It was my first time going to Australia. I don’t remember what I expected to see, all I know is that I was excited to be travelling out of Asia again. Having been to only America (just the tourist hubs) and New Zealand (just the countryside) prior to this, I’ve gotta say that Australia was another different, unique experience. In hindsight, I guess it never occurred to me that the world could be so big that each place would be so different.
1. Australia was sort of a mix of both America and New Zealand mix of both for me, with tall-but-not-that-tall buildings and a transport system that I understood. The thing that stood out most to me was how colourful everything was – all the buildings in Hong Kong seem to be either glass office buildings or dull cement shops, and the roads were just brick red or grey tarmac. Another thing I remember vividly is how unique each building’s architecture was – it’s no wonder that I was so starstruck.
2. Yes, we have these kinds of streets in Hong Kong as well, where there’s a lane of cars in between two walls of buildings, but nothing that looks as… antique as this. The roads in Hong Kong are a lot more narrow, and our buildings are plain old flat, without the variation of rounded columns and tall arches. It’s weird seeing everything so soft around the edges, and not so sharply geometrical.
3. Something about city skylines get me every time. I love how the buildings separate the sky and the sea, I love how there’s so much water and sky and blue, I love how each city’s skyline is so different. Where I live in Hong Kong, we don’t have bridges that connect us, instead all we have are underwater tunnels, so it made seeing the iconic Sydney Bridge so much more spectacular.
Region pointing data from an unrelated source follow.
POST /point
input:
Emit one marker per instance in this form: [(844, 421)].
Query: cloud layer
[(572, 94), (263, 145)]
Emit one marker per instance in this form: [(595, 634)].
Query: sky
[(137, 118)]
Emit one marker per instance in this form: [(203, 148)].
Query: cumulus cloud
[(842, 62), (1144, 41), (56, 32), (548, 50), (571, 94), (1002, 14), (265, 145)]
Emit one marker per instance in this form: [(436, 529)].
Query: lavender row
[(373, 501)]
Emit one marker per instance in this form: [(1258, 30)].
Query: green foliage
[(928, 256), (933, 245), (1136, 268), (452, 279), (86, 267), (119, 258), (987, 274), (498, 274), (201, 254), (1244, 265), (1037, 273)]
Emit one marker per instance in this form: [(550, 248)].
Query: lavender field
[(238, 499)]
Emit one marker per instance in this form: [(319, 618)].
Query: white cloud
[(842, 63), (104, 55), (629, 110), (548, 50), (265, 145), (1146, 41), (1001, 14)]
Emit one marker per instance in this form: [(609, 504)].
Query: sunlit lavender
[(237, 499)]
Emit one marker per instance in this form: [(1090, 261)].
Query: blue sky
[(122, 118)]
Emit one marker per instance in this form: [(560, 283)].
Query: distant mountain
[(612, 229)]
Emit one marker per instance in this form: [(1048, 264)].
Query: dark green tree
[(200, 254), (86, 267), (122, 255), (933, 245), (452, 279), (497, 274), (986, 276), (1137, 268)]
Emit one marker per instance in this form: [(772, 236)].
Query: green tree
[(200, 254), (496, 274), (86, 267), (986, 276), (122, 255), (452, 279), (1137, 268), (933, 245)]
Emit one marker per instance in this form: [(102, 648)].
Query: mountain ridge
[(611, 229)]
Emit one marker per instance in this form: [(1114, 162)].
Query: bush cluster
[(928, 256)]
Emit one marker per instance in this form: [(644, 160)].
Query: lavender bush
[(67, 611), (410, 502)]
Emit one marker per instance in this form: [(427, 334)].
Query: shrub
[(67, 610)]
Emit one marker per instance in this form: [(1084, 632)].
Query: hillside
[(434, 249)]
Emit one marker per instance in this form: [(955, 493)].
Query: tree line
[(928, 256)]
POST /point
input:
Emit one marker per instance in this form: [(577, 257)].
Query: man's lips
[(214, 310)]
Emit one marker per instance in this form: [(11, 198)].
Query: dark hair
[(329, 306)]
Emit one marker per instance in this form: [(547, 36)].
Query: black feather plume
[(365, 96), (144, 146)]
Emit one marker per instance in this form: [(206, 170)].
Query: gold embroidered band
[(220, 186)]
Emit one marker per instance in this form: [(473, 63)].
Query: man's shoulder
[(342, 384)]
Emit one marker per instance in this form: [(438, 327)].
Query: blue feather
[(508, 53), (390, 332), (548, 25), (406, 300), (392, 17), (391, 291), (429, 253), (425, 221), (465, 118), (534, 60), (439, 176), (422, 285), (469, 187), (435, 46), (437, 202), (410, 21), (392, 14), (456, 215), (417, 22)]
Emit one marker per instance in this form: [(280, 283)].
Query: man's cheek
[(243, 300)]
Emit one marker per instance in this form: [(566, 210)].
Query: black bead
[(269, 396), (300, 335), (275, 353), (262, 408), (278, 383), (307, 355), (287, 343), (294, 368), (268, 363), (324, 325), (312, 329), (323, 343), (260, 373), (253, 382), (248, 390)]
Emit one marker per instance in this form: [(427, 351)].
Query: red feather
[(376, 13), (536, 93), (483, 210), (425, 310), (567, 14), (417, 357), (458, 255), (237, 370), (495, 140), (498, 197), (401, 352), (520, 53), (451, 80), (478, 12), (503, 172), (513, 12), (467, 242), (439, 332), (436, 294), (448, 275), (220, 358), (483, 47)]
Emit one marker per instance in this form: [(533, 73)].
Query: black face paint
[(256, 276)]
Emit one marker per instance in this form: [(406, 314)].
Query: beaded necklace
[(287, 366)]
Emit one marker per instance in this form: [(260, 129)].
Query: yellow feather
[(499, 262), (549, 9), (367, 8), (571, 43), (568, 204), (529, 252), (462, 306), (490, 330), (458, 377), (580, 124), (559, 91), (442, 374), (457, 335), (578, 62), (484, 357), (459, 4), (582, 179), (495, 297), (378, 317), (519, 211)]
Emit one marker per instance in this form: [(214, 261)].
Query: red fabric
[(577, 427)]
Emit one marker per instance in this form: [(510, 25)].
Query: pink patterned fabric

This was either before, or after the ferry ride across the harbour.
4. I don’t remember when my philately hobby started (Maybe when I was four? But that’s a story for another day.), and I don’t remember seeing post boxes in Australia (or New Zealand), so finding this photo was a mild surprise. Judging from the photo, I was probably intrigued by how solid and thick the metal seemed.
5. I barely remembered anything from this trip until I started looking through these photos. Looking back, because we stayed in holiday parks in New Zealand, I thought we’d have done something similar in Australia. Turns out we stayed in a flat in a building in Sydney, and rented a car to drive ourselves around. For some reason, I remember on the first night we moved there, my aunt brought my sister and I to the convenience store nearby to get ice cream, even though it was currently winter. With us, winter isn’t winter until you eat ice cream despite of the cold.
6. We did a lot of sight-seeing in Australia, which was different from the rural experience of New Zealand. We actually went around and inside buildings, instead of driving past landmarks. This was taken near one of the hotels we went to for a dinner buffet. I remember I got really mad at my sister some time after taking this picture, because I had trusted her with my camera but she almost dropped it (she was seven). We also accidentally crashed our car earlier that day into the rear of someone else’s car. … Australia was a lot more hectic than New Zealand.
7. There’s really not much significance to this photo; I don’t know what plant this is, where I took it, or why I took it. There are a lot of photos like this (zoomed in, flora/ fauna) in my Australia pile. I’m pretty sure it’s because we had a photography course during our art classes the previous schoolyear, where we learnt how to use the macro function on our cameras. This is the result – zoomed in pictures of plants.
8. We washed the rental car the day. We still had one or two days left before we were leaving, but this was our only and last chance to wash it. I followed by dad to borrow a hose from nearby, being the resident torch-holder for the resident hose-holder, before switching over to sponging up the car with my sister. It wasn’t that cold, it wasn’t child labour; I actually enjoyed the experience. (And it wasn’t like there was anything else to do.)
9. At first glance, it doesn’t look like anything much, but look closer and you might be able to make out some white dots amongst the black. I barely see stars in Hong Kong, so it was really fun for me to go out of the cabin, look up, and be overwhelmed by so many of them. It’s come to the point where I just associate a sky full of stars with Western countries, because I barely see those kind of skies on trips around Asia.
10. This is a collection of photos from back when cameras couldn’t properly capture ill-lit scenery. We woke up before the crack of dawn, left our warm duvets and set off in the cold shuttle bus, and arrived at a field with hot air balloons. It was really nice seeing the stars fade out as the sun slowly crept into the sky, being lifted up over a large stretch of land, and watching the sky become painted with pinks and reds. By the end of the day, I had been up for 18 hours and counting, so I went to bed in a pseudo-drunk state from not enough rest.